Antitumor Activity of Alkaloids Extract from Opuntia Polyacantha Plant Using High Content Screening Technique (HCS) ‎‎

Abtisam F. Al-Shukri ¹, Farah A. Al-Marzook ², Nawal A. Al-Hammadi ³                 Iman H. Mutlag ⁴

Department of Analysis, Kufa Institute, Al-Furat Al-Awsat Technical University, 31001 Kufa, Al-Najaf, Iraq. Health and Medical Technical College, Al-Zahraa University for Women, Iraq. Department of Pharmaceutical, Technical Institute, AL-Furat AL-Awsat Technical University, Iraq. College of Health and Medical Techniques Kufa, AL-Furat AL-Awsat Technical University, Iraq.

---

Abstract

Background/aim: Multipara metric toxicity analyses at the individual cell level using cellular imaging-based methods such as High Content Screening (HCS) play a crucial role in detecting toxicity. The positive result of the toxicity on cancer cell increase with increasing concentration. This study aimed to assess the potential effect of alkaloid extract on breast cancer cells.               Material and Methods: Opuntia polyacantha leaves were separately extracted with 80% methanol, and chloroform at pH 2 and 10, and the chloroform portion was dried to obtain the total alkaloid extract. The total alkaloid was qualitatively detected by Hager’s, Dragendorff’s, and Mayer’s reagents. The cytotoxic effect of Opuntia polyacantha alkaloids extract was examined in one-cultured cellular models (MCF7 breast cancer cell line) by HCS. The inhibitory effect of Opuntia polyacantha on MCF7 cell growth was due to the induction of apoptosis. Result: The study found that alkaloid extract of Opuntia polyacantha has the ability to reduce the viability of breast cancer cells by nuclear condensation, cell membrane permeability, disrupting Mitochondrial Membrane Potential (MMP), fragmentation and releasing cytochrome c from the mitochondria into the cytosol. Thus, Opuntia polyacantha is a potential MCF7 inhibitor compared to doxorubicin as the positive control. Conclusion: In this study, data showed that Opuntia polyacantha might have therapeutic value in breast cancer treatment worthy of further attention.

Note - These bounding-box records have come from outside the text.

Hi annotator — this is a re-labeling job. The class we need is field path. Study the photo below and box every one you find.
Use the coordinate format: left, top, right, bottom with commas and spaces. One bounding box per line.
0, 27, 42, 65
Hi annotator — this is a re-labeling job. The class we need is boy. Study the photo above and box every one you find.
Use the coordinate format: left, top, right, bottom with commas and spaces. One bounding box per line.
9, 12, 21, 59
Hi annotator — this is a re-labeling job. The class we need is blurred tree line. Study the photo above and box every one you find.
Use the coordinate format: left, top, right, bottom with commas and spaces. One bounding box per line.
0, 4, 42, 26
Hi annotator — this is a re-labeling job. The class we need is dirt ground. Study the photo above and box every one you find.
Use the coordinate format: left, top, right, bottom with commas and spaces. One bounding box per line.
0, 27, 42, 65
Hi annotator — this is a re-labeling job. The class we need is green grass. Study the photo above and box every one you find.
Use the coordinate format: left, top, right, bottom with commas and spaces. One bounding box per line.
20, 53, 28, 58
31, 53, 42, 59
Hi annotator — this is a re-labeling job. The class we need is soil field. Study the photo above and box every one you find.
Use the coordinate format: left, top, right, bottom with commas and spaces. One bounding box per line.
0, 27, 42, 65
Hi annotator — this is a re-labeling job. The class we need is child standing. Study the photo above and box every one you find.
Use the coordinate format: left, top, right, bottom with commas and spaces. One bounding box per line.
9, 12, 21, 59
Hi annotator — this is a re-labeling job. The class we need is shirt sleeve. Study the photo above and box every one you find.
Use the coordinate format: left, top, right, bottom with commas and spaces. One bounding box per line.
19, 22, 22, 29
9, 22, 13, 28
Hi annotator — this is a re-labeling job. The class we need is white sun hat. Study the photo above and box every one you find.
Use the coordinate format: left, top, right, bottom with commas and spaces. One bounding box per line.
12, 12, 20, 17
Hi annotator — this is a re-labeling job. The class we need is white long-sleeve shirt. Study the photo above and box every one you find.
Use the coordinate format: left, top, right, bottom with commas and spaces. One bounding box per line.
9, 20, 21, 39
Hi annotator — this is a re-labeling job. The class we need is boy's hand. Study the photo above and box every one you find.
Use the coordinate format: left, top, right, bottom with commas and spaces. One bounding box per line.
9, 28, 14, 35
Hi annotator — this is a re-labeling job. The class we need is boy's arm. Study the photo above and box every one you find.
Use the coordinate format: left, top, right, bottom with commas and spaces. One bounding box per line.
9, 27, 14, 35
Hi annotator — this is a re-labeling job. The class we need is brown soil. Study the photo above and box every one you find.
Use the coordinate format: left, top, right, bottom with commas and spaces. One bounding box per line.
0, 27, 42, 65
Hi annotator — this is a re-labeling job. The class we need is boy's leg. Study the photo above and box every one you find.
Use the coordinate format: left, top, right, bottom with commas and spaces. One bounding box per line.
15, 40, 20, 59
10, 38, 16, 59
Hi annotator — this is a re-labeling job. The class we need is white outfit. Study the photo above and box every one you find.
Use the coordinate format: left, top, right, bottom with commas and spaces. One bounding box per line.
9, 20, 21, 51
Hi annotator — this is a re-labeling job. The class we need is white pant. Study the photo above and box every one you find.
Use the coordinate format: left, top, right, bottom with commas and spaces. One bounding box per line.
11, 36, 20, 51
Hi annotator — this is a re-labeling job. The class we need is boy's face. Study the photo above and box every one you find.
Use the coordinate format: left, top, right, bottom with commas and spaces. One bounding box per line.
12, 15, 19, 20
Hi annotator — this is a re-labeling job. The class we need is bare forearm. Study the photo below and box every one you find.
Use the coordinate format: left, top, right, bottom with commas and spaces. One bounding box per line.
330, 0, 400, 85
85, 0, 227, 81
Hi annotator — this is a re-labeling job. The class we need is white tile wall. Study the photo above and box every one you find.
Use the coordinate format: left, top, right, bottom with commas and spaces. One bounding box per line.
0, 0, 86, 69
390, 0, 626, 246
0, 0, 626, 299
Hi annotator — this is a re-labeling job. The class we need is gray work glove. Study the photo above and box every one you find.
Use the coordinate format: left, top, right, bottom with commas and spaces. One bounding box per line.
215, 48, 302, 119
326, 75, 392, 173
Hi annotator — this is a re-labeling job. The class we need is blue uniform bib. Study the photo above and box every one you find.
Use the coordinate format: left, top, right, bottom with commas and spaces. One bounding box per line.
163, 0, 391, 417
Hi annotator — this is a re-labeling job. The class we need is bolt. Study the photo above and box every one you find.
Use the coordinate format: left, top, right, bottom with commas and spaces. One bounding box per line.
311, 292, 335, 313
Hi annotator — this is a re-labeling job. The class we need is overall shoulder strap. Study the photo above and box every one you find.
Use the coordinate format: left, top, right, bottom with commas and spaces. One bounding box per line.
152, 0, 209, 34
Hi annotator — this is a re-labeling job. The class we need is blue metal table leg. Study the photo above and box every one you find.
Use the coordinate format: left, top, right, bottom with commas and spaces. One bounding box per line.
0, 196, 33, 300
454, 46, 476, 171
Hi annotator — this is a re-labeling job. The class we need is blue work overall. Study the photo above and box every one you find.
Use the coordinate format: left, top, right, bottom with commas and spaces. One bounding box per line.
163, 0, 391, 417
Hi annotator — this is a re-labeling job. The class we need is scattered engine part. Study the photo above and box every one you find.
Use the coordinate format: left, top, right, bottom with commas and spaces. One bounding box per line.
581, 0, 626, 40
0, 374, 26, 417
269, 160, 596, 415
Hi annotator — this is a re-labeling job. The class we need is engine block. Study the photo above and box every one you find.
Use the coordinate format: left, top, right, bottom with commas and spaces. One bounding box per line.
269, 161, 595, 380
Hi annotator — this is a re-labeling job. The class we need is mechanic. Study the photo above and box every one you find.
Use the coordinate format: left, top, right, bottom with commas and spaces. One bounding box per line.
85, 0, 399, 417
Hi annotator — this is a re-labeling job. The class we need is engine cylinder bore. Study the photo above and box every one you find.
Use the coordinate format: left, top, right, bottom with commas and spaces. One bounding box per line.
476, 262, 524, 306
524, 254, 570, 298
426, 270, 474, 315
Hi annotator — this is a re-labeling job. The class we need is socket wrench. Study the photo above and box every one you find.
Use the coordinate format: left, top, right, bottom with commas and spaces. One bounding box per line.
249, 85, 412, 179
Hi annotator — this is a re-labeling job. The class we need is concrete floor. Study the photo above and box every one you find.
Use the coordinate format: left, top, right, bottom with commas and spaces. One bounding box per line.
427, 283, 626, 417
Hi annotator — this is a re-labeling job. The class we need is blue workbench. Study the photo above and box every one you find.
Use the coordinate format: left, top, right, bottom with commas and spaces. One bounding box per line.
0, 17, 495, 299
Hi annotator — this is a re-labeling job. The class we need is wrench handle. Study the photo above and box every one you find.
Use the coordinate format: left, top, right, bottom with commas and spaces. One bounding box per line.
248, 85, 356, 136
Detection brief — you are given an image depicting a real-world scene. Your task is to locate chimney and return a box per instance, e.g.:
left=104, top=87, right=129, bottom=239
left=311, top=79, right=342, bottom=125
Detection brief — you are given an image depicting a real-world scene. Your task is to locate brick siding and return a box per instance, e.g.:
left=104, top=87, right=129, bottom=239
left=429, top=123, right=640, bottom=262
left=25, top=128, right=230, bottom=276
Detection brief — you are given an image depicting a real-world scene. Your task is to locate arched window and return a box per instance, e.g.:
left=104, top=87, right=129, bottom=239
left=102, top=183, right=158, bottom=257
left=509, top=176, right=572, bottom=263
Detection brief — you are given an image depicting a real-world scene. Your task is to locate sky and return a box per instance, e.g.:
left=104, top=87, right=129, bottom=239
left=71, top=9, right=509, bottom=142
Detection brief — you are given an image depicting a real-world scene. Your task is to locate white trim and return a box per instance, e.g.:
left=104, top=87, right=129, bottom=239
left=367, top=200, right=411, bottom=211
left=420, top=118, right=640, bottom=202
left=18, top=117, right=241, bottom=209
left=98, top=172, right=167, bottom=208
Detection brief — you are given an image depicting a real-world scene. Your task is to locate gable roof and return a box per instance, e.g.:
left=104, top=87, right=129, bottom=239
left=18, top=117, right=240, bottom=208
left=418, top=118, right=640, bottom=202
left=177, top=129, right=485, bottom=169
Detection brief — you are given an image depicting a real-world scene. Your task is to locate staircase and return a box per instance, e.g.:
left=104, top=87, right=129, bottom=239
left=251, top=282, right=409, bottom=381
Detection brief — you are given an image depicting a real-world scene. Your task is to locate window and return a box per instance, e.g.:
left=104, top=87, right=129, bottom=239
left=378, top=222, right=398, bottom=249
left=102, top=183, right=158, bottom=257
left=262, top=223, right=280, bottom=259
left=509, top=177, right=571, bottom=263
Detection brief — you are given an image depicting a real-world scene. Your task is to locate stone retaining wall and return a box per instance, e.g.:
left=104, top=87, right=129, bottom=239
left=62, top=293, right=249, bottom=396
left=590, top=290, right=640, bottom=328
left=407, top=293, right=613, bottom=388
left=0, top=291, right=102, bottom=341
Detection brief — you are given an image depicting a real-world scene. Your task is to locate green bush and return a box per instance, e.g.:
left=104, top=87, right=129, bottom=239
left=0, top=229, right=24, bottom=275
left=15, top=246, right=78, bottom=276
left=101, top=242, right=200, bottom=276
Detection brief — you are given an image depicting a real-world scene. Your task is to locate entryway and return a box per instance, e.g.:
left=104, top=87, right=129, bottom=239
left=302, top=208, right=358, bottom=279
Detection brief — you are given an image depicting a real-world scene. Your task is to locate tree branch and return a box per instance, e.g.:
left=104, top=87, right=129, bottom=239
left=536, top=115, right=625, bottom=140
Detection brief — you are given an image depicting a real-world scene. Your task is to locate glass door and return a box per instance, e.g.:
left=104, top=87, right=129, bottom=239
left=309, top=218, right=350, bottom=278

Keywords: Opuntia polyacantha, alkaloids extract, MCF-7, HCS

---

Introduction

 

Cancer, as a malignant neoplasm, is a disease in which a group of cells shows abnormal proliferation, invasion, and sometimes metastasis [1, 2]. It remains a major global health burden and is currently ranked as the 3^rd leading cause of death worldwide after cardiovascular and infectious diseases [3, 4]. Cancer is the result of cells growing out of control in a part of the body [5]. Secondary metabolites are natural products produced by different sources like plants, microorganisms, and others [6]. These compounds are organic substances having a relatively small molecular weight (<3,000 Daltons) and a considerable structural diversity. These compounds tend to be in a chiral form exhibiting biological activity and facilitate species survival by attracting or repelling other organisms [7]. Plants are among the sources of natural products targeted in the search as potential natural drug candidates. This led to the discovery that plants are not only a source of potential drugs but also an important tool for therapeutics, as they are the source of most novel compounds used by today’s pharmaceutical industries [8]. It is estimated that >80% of pharmaceutical and therapeutic essential compounds are derived from natural products [9]. 

 

 

 

Material and Methods        

                                

The plant parts were washed with tap water to remove dust and then with distilled water (DW) and were shade-dried at room temperature for 10 days. Each dried part was ground and stored in an airtight container to prevent the humidity effect and then stored at room temperature until further use. The total alkaloid was extracted according to Harborne [10]. In summary, 20g of the dry powder of plant was extracted with 80% methanol for 24h in a continuous extraction using a 250-ml Soxhlet apparatus. The extract was then filtered by Whatman No.1 filter paper and concentrated in a rotary evaporator at 45°C under vacuum until it reached to 10ml. After that, it was poured into a separating funnel and 2N HCl was gradually added to adjust the pH up to 2, Consequently, the extract was washed with 10ml chloroform 3 times, and the pH was set to 10 using NH₄OH, and partitioned with 10ml chloroform 3 times. The chloroform portion was dried to obtain the total alkaloid extract.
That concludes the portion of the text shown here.